A Maternidade Prof. Barros Lima onde funciona um dos principais serviços de referência da rede materno –infantil do Recife reflete bem a realidade das maternidades em Pernambuco. O plantão da noite da quarta-feira(05) aconteceu de maneira calamitosa. Gestantes em trabalho de parto em pé, pacientes e acompanhantes sem acomodações, falta de medicamentos, 27 gestantes para sete leitos, nem as macas e poltronas foram suficientes para acomodar as pacientes, faltou até roupa cirúrgica para os profissionais. É nesse cenário de superlotação, falta de leitos, déficit de profissionais e escassez de materiais que pacientes são assistidos e profissionais atuam em condições desumanas. Essa situação parece piorar a cada dia.

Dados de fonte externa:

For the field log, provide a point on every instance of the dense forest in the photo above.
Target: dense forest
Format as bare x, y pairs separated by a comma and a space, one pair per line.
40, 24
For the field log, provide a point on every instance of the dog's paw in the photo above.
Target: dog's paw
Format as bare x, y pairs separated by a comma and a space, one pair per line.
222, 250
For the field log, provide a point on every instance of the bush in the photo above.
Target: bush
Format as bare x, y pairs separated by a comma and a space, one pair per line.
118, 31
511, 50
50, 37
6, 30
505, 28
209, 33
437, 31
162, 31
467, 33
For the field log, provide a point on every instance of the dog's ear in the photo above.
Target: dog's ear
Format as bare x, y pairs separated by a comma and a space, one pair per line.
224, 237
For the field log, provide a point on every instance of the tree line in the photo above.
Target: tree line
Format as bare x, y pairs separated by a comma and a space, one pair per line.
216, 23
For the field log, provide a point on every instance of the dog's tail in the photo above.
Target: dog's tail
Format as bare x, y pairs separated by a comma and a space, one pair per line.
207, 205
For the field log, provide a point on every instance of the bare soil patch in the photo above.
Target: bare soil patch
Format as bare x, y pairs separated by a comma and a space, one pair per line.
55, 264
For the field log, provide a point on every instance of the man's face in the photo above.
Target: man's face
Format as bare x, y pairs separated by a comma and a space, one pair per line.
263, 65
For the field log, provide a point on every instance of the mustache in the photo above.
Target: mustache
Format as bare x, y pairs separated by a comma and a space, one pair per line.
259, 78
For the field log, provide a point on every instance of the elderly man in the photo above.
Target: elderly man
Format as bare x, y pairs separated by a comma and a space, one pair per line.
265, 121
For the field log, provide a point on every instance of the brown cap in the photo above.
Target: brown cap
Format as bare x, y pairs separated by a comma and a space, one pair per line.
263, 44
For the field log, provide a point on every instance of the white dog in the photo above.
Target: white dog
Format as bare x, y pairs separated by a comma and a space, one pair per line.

Os relatos deste plantão chegaram ao conhecimento do Sindicato dos Médicos e do Conselho Regional de Medicina de Pernambuco e hoje (06), representantes das entidades médicas estiveram na maternidade constatando a gravidade da situação e cobraram soluções urgentes da direção da unidade de saúde. As salas de pré-parto, de medicação e os corredores acomodam gestantes e puérperas, todas acompanhadas.

Não é de hoje que as entidades médicas cobram soluções aos gestores. As equipes estão desfalcadas, seja nos plantões ou na diária. Não há realização de concursos públicos, ou nomeações dos concursados anteriormente. O caos do caos. A ‘culpa’ geralmente recai sobre o profissional médico, que é tão vítima do sistema quanto as parturientes e seus recém-nascidos.